The lawyers said in papers filed with the 2nd U.S. Circuit Court of Appeals that Judge Richard Berman reached an "inexplicable" conclusion when he determined that the league failed to adequately warn Brady of the potential suspension and made errors in its investigation that required him to nullify the penalty.
The league asked the appeals court to reverse the lower-court judge and reinstate the penalty that would have kept Brady out of the first four games of this season.
Berman's ruling came a week before the start of a season in which the Patriots are undefeated through six games. He found that the league's actions were "premised upon several significant legal deficiencies."
The appeals court isn't scheduled to hear oral arguments in the case before February, meaning this season will not be affected by any outcome.
Attorneys for the NFL Players Association didn't immediately respond to a request for comment.
Berman ruled after the NFL asked the court to find that it had acted appropriately in its investigation and handling of a controversy that arose after balls were believed to be improperly deflated prior to January's AFC championship game against the Indianapolis Colts. New England beat the Colts 45-7.
A league investigation found it was "more probable than not" that two Patriots ball handling employees deliberately released air from Patriots game balls. In upholding the findings in July, NFL Commissioner Roger Goodell concluded Brady conspired with his team's ball handlers and tried to obstruct the league's probe, including by destroying his cellphone.
In overturning the suspension in a September ruling, Berman criticized Goodell for dispensing "his own brand of industrial justice" as he found multiple reasons to reject the suspension one week before New England held its Sept. 10 opener against the Pittsburgh Steelers.
READ THE FEDERAL JUDGE'S DECISION
The judge cited "several significant legal deficiencies" in the league's handling of the controversy, including no advanced notice of potential penalties, a refusal to produce a key witness and the apparent first-ever discipline of a player based on a finding of "general awareness" of someone else's wrongdoing.
"Because there was no notice of a four-game suspension in the circumstances presented here, Commissioner Goodell may be said to have 'dispensed his own brand of industrial justice,'" Berman wrote, partially citing wording from a previous case.
He said a player's right to know what constitutes violations and what penalties are was "at the heart" of the collective bargaining agreement "and, for that matter, of our criminal and civil justice systems."

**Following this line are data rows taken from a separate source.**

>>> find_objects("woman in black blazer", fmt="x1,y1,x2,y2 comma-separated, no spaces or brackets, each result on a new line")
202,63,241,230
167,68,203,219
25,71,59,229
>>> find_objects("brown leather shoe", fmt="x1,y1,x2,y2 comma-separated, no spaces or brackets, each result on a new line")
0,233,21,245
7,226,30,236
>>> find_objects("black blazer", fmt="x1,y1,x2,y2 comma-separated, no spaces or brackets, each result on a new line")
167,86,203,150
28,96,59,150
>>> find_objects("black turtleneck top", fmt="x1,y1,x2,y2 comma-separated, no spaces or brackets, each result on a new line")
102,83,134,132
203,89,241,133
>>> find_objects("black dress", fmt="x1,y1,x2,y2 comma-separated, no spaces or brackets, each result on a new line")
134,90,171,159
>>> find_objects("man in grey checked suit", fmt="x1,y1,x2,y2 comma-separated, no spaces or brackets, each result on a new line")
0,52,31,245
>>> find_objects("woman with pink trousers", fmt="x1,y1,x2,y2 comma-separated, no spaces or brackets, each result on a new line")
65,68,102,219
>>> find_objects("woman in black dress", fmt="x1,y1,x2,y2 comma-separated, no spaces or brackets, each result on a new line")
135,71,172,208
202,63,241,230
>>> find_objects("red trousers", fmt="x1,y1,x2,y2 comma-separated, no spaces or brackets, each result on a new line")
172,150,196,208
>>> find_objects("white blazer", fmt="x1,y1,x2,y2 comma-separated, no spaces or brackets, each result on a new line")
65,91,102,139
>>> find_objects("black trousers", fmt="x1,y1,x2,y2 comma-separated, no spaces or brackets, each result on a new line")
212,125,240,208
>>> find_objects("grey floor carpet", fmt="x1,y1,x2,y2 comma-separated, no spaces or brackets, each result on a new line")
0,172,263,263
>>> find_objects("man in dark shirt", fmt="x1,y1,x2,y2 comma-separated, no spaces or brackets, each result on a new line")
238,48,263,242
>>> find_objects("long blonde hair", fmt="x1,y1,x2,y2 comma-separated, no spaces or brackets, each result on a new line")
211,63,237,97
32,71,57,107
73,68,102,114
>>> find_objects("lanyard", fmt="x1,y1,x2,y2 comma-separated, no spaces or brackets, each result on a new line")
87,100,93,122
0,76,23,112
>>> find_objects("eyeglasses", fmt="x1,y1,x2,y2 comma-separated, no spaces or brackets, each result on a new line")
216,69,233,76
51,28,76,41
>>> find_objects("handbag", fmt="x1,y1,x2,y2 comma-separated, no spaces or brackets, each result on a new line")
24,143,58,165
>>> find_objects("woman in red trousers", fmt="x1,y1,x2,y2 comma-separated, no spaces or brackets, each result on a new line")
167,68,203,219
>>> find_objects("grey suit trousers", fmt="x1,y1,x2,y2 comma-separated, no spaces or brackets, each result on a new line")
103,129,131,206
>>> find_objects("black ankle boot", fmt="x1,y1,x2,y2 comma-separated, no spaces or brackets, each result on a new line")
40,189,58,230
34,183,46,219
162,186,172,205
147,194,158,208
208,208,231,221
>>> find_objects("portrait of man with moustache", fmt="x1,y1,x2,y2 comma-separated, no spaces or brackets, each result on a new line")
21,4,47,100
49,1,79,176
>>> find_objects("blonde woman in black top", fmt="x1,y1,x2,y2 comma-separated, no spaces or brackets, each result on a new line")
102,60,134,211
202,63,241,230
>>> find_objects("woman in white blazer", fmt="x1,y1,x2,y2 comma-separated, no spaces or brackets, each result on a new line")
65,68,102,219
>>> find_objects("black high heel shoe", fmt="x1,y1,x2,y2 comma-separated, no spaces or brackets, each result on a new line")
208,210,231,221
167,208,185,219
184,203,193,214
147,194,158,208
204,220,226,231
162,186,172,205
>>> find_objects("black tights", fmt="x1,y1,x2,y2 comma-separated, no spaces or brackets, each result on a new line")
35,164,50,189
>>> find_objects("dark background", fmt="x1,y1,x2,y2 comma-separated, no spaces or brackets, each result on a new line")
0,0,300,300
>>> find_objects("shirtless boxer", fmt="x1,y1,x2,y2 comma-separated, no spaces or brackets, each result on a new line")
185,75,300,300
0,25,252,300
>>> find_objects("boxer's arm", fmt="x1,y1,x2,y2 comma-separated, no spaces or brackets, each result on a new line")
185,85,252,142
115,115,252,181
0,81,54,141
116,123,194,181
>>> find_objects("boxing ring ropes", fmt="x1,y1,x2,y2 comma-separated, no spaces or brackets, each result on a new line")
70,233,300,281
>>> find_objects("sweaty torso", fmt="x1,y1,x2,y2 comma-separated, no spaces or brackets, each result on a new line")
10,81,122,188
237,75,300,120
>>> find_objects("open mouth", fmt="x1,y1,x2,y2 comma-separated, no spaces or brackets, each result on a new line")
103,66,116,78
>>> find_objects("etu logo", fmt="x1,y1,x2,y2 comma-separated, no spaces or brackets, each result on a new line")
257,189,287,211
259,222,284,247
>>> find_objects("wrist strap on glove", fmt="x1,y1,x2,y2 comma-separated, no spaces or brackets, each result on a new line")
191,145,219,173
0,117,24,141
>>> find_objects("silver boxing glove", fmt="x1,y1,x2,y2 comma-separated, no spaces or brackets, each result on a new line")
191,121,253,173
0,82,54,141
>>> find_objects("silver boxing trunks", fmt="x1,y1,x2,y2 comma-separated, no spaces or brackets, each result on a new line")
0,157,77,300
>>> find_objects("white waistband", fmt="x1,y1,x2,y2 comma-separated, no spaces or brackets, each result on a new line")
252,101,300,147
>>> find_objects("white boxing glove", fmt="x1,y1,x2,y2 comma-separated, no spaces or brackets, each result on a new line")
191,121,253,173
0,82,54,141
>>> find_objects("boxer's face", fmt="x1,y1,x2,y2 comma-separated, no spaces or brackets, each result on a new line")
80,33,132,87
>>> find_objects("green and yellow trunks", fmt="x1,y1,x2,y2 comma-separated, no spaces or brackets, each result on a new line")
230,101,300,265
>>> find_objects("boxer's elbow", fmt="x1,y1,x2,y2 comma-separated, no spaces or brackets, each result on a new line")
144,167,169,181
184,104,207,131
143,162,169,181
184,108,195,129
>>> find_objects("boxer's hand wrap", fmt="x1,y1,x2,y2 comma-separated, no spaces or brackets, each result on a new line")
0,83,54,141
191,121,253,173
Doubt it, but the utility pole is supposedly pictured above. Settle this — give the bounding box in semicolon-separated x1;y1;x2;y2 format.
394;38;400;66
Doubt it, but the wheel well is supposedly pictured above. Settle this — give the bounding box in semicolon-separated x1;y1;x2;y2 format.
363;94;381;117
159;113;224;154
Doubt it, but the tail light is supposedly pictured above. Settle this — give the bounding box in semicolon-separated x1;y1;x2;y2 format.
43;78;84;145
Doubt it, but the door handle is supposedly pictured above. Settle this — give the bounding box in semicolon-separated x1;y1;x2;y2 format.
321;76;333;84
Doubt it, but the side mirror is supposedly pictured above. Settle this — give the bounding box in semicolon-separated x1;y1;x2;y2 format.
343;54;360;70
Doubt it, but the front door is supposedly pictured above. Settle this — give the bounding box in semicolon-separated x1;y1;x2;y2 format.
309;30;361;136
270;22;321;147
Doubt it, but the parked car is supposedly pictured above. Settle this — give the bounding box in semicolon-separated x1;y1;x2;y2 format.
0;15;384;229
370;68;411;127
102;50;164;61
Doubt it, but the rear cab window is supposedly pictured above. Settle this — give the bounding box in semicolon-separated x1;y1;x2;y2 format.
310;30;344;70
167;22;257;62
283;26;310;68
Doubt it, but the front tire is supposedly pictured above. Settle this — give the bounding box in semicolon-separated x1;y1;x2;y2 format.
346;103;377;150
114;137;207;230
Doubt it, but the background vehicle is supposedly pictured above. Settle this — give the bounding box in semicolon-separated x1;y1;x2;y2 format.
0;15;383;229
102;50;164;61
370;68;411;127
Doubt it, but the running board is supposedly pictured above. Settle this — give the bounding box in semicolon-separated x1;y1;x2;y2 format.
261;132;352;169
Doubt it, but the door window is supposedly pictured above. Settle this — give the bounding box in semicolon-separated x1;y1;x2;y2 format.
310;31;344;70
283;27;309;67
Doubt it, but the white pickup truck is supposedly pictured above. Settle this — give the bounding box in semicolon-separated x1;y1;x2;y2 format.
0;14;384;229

"The court finds that Brady had no notice that he could receive a four-game suspension for general awareness of ball deflation by others," the judge wrote.
But in its papers Monday, the league said Goodell properly followed the collective bargaining agreement between the league and the union.
"His decision not only walked through all the evidence he considered and credited in painstaking detail, but also explained at length his efforts to determine how the CBA should be applied to the unprecedented situation before him," the lawyers wrote.
They said Berman ignored decades of legal precedents and approached the case through a "fundamentally flawed" analysis, refusing to accept Goodell's view of the facts.
The lawyers wrote that the judge's finding that the league's conclusions were so far outside the bounds of what the contract allows that Goodell's decision must be nullified ``is unfathomable.''
"The district court egregiously overstepped the bounds of its proper role," the NFL said. "Where lower courts have committed a similar error, appellate courts have not hesitated to reverse. The court should do so here."